Тинто Брасс – темная неподвижная туша – стоял возле входной
двери и гулко на нее брехал.
– Фу! – сказал Архипов с изумлением. – Что ты орешь? Ночь на
улице!
Тинто Брасс, помимо небывалой внешней стати, отличался еще
недюжинным умом. Архипов никогда не слышал, чтобы он лаял просто так, ни от
чего. Он вообще почти никогда не лаял.
– Что? – повторил Архипов.
Тинто Брасс отвернулся от него, сунул нос в дверь и гулко
брехнул, как будто гром ударил.
Шлепая босыми ногами. Архипов подошел и посмотрел в “глазок”.
На площадке было темно.
– Ну и что? – опять спросил Архипов у Тинто. – Я ничего не
вижу!
Мастифф не отрывал носа от дверной щели. Мощная спина
напряглась, а палевые складки, серебрящиеся в лунном свете, казалось, стояли
дыбом.
“Там кто-то есть, – вот как понял Архипов свою собаку. –
Кто-то, кому там быть не положено. Я его чувствую, а ты нет, потому что ты
всего лишь человек”.
Палевые складки встопорщились, и Тинто Брасс негромко
зарычал. Архипов все всматривался в “глазок” – бесполезно, потому что ничего не
угадывалось в плотной чернильной тьме, и он вдруг сильно встревожился.
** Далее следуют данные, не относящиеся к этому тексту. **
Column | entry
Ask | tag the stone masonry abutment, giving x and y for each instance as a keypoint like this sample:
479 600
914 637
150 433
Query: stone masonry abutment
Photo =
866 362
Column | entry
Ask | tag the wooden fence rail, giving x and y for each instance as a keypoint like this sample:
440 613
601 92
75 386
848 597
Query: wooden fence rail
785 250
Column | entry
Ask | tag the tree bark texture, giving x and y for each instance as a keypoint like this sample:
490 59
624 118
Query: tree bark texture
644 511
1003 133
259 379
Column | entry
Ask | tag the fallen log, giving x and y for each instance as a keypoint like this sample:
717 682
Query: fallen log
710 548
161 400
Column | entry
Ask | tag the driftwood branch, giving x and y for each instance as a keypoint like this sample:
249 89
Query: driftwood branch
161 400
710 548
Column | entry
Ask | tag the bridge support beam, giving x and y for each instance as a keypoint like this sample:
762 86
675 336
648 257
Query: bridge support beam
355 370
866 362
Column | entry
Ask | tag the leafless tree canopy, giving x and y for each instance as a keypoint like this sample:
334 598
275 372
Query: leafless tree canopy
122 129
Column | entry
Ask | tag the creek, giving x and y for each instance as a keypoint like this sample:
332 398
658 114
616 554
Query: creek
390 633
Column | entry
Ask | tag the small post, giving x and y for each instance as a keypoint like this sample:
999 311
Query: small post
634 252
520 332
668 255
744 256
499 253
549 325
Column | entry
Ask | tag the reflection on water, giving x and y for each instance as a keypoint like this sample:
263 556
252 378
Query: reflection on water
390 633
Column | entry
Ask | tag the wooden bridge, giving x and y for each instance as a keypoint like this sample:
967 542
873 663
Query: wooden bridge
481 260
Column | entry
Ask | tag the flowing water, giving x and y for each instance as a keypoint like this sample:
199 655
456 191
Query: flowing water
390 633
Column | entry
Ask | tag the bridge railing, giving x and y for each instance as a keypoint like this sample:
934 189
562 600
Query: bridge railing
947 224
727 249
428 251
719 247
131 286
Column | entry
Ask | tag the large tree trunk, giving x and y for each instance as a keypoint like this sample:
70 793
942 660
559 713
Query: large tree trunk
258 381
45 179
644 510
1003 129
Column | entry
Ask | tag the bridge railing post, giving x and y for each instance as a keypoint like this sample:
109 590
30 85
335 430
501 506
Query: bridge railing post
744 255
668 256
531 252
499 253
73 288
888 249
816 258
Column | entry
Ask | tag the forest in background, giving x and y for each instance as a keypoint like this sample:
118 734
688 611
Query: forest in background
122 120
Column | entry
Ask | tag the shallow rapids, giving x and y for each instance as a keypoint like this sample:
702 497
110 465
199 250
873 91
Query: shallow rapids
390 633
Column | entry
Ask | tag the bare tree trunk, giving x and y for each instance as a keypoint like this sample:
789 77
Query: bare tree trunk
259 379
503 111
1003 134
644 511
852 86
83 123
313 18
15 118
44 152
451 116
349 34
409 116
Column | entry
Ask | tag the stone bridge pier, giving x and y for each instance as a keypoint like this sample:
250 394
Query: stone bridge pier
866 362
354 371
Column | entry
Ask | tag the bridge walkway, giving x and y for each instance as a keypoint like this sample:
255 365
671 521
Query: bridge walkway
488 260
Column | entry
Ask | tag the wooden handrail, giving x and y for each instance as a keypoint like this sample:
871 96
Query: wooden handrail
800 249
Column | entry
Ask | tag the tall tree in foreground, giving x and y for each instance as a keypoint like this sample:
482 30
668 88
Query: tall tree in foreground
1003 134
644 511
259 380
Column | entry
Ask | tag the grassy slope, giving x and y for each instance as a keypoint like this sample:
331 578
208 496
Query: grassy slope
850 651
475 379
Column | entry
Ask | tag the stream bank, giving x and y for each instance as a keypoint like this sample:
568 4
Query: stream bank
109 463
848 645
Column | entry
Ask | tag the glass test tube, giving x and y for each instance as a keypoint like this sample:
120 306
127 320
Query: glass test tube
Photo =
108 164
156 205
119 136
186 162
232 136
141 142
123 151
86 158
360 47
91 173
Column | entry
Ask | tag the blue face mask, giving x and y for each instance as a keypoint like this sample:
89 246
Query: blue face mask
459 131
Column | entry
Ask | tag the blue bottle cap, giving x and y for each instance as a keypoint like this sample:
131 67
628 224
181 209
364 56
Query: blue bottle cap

Свет, черт побери! Почему не горит свет?! В их подъезде свет
горит всегда. По крайней мере, Архипов, проживший здесь всю жизнь, не мог
вспомнить случая, чтобы на площадках не было света. Хороший дом, хороший район,
дедок караулит входную дверь – почему бы свету не гореть?
Выключили? Кто?! Зачем?! Да еще в два часа ночи!
Тинто опять зарычал, сунулся башкой и переступил тяжелыми
лапами. Архипов вернулся в комнату и натянул джинсы. Стоять голым перед дверью,
за которой явно что-то происходило, ему не хотелось. Где-то был здоровенный
автомобильный фонарь, с которым он ездил на рыбалку. Роняя в потемках вещи,
Архипов добыл фонарь и вернулся к двери.
Ах, как ему не хотелось геройствовать, как не хотелось!..
На площадке всего две квартиры – его собственная и сектантки
– медсестры пятнадцатой горбольницы. Последний этаж, выше только чердак, где
Лизавета нашла свое волшебное ритуальное, и хрен знает какое колесо.
Вряд ли кто-то среди ночи полез на чердак. Значит, этот
кто-то на площадке. Значит, девочка Мария Викторовна Тюрина получила очередную
порцию неприятностей сразу после его ухода.